A Anti-nociceptive responses assessed by the tail-flick assay in mice vaccinated with Qβ-fentanyl, Qβ control, or PBS and challenged with fentanyl (0.0625 mg/kg, s.c.) at 3-weeks post-second immunization. % Maximum Possible Effect (%MPE = [(drug – basal response)/(20 s – basal response time)] × 100%). P < 0.05 at t = 15, 30, 60, and 90 compared to Qβ control. p < 0.05 at t = 15, 30 and 60 min compared to PBS control; Tukey’s multiple comparison. B Fentanyl-induced decline in respiratory frequency (breaths per minute; BPM) measured by whole-body plethysmography in vaccinated mice (3-weeks post-second immunization). Baseline recordings were taken for 30 min followed by drug challenge with fentanyl (0.25 mg/kg, s.c.) at t = 30 min and recording for an additional 90 min. Data is expressed as normalized values to baseline recordings obtained prior to drug administration for each animal. C Area under the curve (AUC) analysis of the mean frequency data shown in (B). Percent change is indicated between Qβ control and Qβ-Fentanyl vaccinated mice for males and females. ****p < 0.0001; Unpaired t-test; GraphPad Prism.

Fig. 6. Combined fentanyl and heroin vaccine formulation elicits high-titer antibody responses with some cross-reactivity.

Endpoint dilution IgG titers (geometric mean titer) against fentanyl (A), morphine (B), naltrexone (C), methadone (D), and buprenorphine (E). Mice (Balb/cJ, n = 12, male and female) were immunized twice with Qβ-fentanyl, Qβ-morphine + Qβ-6-AM, or Qβ-fentanyl + Qβ-morphine + Qβ-6-AM (20 μg or 10 μg doses). Antibody titers were assessed at day 28 (day 7 post-second immunization).

Fig. 7. Combined fentanyl and heroin vaccine formulation shows protection against fentanyl-induced anti-nociception.

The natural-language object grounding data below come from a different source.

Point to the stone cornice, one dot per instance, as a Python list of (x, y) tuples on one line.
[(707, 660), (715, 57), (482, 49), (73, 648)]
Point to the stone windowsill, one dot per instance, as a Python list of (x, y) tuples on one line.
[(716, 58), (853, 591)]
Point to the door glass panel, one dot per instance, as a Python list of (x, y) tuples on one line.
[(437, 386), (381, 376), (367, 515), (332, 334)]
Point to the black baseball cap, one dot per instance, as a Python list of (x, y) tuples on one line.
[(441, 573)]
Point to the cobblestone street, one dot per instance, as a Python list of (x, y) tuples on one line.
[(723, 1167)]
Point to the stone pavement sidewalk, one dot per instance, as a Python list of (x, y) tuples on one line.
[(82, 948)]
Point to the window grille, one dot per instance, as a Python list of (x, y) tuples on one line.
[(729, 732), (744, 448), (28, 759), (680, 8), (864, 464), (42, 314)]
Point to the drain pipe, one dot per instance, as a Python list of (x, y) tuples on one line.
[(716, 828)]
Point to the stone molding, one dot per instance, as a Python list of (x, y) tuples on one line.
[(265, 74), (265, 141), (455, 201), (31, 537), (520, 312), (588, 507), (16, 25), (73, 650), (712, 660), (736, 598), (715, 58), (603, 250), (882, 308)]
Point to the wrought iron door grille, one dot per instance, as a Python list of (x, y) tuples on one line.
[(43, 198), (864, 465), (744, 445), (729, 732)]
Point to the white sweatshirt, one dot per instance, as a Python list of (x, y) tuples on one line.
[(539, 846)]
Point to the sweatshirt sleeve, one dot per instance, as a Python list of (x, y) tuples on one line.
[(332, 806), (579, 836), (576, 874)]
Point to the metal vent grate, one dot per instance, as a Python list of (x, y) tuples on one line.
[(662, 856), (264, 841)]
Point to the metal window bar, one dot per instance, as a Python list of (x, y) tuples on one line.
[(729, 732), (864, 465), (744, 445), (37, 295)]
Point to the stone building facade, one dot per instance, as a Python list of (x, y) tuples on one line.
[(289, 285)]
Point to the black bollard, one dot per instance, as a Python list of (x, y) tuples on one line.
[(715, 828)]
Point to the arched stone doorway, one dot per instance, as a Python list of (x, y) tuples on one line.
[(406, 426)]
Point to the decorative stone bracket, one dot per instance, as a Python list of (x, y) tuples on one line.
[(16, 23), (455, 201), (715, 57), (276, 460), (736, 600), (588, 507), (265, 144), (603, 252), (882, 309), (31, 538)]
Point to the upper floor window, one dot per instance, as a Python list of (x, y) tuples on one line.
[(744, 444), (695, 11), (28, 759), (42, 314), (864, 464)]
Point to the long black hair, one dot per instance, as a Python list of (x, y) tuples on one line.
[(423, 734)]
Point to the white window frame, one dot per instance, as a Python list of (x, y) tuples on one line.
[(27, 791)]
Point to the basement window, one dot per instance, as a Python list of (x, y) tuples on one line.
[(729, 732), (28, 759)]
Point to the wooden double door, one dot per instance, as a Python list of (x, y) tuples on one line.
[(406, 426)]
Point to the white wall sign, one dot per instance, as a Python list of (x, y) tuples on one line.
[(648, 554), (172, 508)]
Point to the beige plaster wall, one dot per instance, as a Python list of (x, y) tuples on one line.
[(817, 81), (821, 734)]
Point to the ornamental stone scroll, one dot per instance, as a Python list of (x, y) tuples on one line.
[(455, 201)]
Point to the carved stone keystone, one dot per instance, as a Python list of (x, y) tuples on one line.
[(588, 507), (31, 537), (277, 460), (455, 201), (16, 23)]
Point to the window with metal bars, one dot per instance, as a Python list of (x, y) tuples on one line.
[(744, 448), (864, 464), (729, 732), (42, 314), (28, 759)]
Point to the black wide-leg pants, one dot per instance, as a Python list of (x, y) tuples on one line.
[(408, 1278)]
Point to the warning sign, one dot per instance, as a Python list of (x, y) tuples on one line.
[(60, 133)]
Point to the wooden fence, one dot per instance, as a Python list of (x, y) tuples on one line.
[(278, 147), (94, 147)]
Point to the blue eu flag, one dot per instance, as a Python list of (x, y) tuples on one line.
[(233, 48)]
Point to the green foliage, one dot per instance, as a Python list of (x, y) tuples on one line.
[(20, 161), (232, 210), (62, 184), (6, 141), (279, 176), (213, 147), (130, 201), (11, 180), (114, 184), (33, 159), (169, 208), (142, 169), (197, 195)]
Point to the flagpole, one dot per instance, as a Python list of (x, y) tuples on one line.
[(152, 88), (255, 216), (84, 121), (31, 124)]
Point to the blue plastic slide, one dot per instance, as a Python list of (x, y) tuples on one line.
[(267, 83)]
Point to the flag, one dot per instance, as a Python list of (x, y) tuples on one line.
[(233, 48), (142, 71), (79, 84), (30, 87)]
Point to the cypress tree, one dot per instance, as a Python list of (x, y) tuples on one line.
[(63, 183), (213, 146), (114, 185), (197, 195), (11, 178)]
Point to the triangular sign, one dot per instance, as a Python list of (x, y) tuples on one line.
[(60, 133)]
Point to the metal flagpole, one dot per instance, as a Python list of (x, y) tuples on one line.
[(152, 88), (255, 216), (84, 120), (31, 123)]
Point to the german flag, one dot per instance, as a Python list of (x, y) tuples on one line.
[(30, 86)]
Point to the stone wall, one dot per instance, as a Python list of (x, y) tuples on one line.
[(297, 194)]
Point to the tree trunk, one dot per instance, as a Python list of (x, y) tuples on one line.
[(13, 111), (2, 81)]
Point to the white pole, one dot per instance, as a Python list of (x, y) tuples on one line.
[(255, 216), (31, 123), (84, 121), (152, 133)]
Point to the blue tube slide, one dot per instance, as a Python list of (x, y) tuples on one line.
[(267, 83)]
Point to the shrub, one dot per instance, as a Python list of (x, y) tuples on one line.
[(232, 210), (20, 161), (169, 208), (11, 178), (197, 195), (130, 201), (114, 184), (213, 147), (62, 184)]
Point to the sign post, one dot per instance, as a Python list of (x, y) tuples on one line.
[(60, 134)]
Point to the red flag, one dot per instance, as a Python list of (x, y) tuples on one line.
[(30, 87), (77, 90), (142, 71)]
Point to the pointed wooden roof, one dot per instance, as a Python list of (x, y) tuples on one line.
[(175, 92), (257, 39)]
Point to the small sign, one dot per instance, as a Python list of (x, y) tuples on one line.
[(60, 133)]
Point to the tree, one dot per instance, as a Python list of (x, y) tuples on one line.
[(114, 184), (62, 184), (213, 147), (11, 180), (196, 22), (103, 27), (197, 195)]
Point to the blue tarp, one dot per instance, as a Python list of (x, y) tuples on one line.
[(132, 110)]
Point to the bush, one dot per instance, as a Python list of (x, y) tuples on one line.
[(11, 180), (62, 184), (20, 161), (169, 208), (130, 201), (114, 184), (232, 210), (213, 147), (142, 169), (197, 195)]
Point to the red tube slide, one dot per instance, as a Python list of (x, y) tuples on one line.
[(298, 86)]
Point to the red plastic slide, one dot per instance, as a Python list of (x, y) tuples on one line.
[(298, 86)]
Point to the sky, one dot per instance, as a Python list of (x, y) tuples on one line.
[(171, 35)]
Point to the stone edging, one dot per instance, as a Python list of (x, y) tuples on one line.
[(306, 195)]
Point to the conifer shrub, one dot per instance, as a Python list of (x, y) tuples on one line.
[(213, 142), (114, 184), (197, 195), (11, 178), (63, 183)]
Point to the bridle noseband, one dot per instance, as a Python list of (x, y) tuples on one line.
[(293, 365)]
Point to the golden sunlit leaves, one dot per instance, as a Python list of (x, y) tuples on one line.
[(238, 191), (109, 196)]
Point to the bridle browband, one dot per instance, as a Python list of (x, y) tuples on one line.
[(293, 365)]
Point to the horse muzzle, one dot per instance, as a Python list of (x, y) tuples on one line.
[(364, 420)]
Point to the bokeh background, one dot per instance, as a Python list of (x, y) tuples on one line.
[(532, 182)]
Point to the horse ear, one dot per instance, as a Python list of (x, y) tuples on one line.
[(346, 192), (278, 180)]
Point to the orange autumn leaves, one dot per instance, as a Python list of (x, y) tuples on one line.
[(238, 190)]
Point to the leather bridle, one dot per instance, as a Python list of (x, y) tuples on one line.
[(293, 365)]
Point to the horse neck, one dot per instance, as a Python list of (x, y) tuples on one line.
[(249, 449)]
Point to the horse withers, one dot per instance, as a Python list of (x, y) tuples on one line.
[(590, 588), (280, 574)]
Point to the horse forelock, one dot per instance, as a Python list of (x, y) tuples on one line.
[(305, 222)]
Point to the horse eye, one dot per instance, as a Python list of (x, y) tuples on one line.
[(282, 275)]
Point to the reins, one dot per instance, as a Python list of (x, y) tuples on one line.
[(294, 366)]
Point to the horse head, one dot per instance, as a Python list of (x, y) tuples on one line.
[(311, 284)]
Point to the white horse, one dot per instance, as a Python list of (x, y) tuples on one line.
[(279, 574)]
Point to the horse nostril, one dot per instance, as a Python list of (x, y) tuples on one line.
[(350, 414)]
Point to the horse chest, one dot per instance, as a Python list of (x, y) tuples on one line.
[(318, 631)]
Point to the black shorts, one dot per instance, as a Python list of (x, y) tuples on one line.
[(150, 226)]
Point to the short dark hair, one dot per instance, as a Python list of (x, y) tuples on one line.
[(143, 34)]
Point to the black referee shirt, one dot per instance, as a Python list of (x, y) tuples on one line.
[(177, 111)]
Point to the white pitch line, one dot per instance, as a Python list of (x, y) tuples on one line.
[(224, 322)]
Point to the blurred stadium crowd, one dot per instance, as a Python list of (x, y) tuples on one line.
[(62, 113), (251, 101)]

Fentanyl-induced anti-nociception measured by tail-flick assay in vaccinated mice challenged with fentanyl (0.0625 mg/kg, s.c.) at 3 weeks post-second immunization. % Maximum Possible Effect (%MPE = [(drug – basal response)/(20 s – basal response time)] × 100%). Responses at 30 min post-injection are shown. ****p < 0.0001; Dunn’s multiple comparison test; GraphPad Prism.